The idea is not to prevent begging by providing relief to the destitute, but to ensure that they do not “pollute” our cities by becoming visible. They are not only offered no means of survival, but even the most degrading mode of survival that is available to them, which is begging, is also denied to them, since it besmirches our city-scape. And since there is nothing to prevent every other state and city in the country from imitating the capital city’s criminalisation of begging, the destitute literally have no place to go to. Even Tudor England had earmarked certain areas where begging had been allowed; 21st century India does not deign to do so, even as our establishment shouts from rooftops how we have overtaken China as the fastest-growing economy in the world.
It is ironical that one has to “welcome” the Delhi High Court verdict that decriminalises begging in the capital. But a minimum essential condition for a democracy which is supposed to embody the rule of a “fraternity of equal citizens”, is that such destitution must not exist. An essential condition for that is the enactment of a “right to employment” for everyone; and if the State fails to provide employment to anyone then that person must nonetheless be paid a living wage.

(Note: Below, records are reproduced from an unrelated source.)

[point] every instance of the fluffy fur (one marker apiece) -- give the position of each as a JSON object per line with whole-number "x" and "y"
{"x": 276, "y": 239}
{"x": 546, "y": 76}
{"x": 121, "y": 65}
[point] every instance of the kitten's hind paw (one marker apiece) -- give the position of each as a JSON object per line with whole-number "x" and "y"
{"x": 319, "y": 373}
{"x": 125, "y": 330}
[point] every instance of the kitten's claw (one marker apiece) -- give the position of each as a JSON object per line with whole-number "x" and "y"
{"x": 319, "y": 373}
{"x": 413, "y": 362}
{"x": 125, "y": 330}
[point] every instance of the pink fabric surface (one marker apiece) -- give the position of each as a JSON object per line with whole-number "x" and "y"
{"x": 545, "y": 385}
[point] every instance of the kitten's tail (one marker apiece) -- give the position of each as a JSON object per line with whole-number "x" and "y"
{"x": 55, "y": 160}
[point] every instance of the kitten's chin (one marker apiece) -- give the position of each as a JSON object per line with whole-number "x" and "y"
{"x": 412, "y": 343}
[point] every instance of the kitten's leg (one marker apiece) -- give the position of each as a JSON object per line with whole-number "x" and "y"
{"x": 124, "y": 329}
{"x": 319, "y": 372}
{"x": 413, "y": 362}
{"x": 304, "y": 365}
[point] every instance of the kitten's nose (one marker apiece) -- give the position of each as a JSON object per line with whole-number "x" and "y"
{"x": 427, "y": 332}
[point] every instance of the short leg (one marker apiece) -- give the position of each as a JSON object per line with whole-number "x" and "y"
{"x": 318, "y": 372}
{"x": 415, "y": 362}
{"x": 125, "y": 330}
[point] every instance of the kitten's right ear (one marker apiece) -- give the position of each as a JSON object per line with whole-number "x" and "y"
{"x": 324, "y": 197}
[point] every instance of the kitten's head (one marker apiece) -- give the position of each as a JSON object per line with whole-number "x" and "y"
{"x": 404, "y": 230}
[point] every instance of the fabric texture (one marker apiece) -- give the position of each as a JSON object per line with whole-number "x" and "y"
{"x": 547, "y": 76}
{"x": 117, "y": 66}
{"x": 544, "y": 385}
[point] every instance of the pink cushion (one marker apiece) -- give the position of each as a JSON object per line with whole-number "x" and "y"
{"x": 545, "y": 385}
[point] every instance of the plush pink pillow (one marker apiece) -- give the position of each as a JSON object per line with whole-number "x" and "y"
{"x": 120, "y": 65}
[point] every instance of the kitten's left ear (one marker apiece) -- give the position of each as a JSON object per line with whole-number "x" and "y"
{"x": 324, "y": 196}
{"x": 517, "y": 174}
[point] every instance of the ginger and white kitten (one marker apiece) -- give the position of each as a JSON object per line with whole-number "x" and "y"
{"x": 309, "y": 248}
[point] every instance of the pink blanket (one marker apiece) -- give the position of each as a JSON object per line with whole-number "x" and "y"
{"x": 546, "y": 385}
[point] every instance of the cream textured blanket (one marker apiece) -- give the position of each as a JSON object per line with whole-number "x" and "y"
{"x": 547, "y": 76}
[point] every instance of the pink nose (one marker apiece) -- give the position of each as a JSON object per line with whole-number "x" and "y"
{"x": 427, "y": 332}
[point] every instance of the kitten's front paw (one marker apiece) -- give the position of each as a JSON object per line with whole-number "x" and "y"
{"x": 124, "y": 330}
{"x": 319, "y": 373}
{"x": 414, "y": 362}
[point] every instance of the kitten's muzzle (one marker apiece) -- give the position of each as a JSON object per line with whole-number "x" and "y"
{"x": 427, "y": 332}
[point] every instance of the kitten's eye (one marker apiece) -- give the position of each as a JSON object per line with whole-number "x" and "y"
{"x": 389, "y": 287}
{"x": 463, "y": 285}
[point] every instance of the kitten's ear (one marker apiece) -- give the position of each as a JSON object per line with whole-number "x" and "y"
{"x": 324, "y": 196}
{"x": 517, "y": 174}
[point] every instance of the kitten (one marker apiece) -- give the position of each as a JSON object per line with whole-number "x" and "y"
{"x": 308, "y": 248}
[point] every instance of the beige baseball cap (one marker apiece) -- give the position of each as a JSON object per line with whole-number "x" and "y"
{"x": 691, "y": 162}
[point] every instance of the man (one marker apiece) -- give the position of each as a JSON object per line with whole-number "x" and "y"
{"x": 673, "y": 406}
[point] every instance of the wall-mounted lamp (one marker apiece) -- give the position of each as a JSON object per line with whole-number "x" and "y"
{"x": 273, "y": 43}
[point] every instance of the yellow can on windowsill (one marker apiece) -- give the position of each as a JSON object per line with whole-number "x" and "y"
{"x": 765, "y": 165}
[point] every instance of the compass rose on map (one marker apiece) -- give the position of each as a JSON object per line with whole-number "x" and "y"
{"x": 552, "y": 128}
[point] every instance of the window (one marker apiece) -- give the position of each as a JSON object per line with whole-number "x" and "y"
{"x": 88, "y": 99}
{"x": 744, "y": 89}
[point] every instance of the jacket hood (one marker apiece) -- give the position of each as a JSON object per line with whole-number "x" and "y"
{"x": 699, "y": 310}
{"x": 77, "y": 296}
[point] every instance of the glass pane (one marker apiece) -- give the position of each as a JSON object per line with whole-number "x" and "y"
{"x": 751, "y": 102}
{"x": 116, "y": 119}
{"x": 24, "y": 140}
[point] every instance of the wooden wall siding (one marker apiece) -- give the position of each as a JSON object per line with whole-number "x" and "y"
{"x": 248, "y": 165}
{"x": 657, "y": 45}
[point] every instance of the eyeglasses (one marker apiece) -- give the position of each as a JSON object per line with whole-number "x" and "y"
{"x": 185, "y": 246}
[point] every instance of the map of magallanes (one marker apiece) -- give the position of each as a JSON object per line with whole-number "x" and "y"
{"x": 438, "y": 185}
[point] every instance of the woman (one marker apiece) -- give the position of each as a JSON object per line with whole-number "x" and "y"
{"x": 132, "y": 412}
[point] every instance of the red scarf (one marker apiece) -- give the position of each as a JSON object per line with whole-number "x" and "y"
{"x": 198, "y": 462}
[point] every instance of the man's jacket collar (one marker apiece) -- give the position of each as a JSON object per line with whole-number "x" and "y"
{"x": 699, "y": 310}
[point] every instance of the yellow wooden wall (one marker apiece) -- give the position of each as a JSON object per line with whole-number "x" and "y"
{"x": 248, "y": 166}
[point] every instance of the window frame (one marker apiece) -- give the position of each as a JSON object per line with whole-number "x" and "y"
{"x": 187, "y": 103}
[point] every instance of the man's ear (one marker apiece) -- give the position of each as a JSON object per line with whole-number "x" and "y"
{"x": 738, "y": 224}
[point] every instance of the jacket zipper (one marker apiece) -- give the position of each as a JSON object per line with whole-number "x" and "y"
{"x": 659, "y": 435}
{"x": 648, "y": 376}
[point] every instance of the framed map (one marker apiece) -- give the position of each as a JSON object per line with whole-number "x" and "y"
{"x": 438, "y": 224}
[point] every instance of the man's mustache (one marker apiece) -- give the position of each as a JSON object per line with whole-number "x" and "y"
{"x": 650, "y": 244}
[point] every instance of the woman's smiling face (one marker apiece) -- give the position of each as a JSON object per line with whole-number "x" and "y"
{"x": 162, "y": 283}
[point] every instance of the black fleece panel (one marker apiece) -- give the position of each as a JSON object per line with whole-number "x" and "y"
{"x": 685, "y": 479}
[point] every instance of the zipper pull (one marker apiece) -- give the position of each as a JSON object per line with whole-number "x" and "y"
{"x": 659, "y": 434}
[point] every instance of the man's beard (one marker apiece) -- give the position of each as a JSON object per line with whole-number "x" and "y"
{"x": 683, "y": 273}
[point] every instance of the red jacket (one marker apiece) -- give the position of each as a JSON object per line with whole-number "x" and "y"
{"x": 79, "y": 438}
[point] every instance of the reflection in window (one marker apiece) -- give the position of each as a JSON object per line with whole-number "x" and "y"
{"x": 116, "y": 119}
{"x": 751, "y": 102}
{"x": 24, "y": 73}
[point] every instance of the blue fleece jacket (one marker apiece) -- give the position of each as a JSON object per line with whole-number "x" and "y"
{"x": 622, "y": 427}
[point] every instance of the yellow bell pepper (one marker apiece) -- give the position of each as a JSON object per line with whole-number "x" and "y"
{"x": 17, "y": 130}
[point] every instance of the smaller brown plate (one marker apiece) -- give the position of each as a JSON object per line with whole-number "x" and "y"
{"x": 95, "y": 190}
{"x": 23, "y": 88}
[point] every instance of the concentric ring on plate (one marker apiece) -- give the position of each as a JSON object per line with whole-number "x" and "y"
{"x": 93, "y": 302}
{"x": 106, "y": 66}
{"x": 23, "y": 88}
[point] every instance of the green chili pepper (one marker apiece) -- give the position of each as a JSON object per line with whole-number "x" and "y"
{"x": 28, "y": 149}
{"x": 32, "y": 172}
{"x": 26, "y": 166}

Being unemployed and destitute is not the fault of the individual. Since the individual is part of an entire social system from which he or she cannot opt out, the responsibility for his or her destitution lies with society. On its behalf the State that presides over this social system must provide every person with employment, or, in its absence, a wage nonetheless. This elementary logic must be drilled into our collective thinking.
To say that our current social arrangements do not permit this and hence this cannot be implemented amounts to an inversion of reason. It is not the people who have to adjust to the requirements of a social arrangement but the social arrangement which has to adjust to the requirements of the people. With democracy under a serious threat in the country at present, when the preoccupation is with its rescue and re-invigoration against the onslaught of the Hindutva forces, this is the appropriate time to place the right to employment on the political agenda, as an integral part of such an effort at re-invigoration.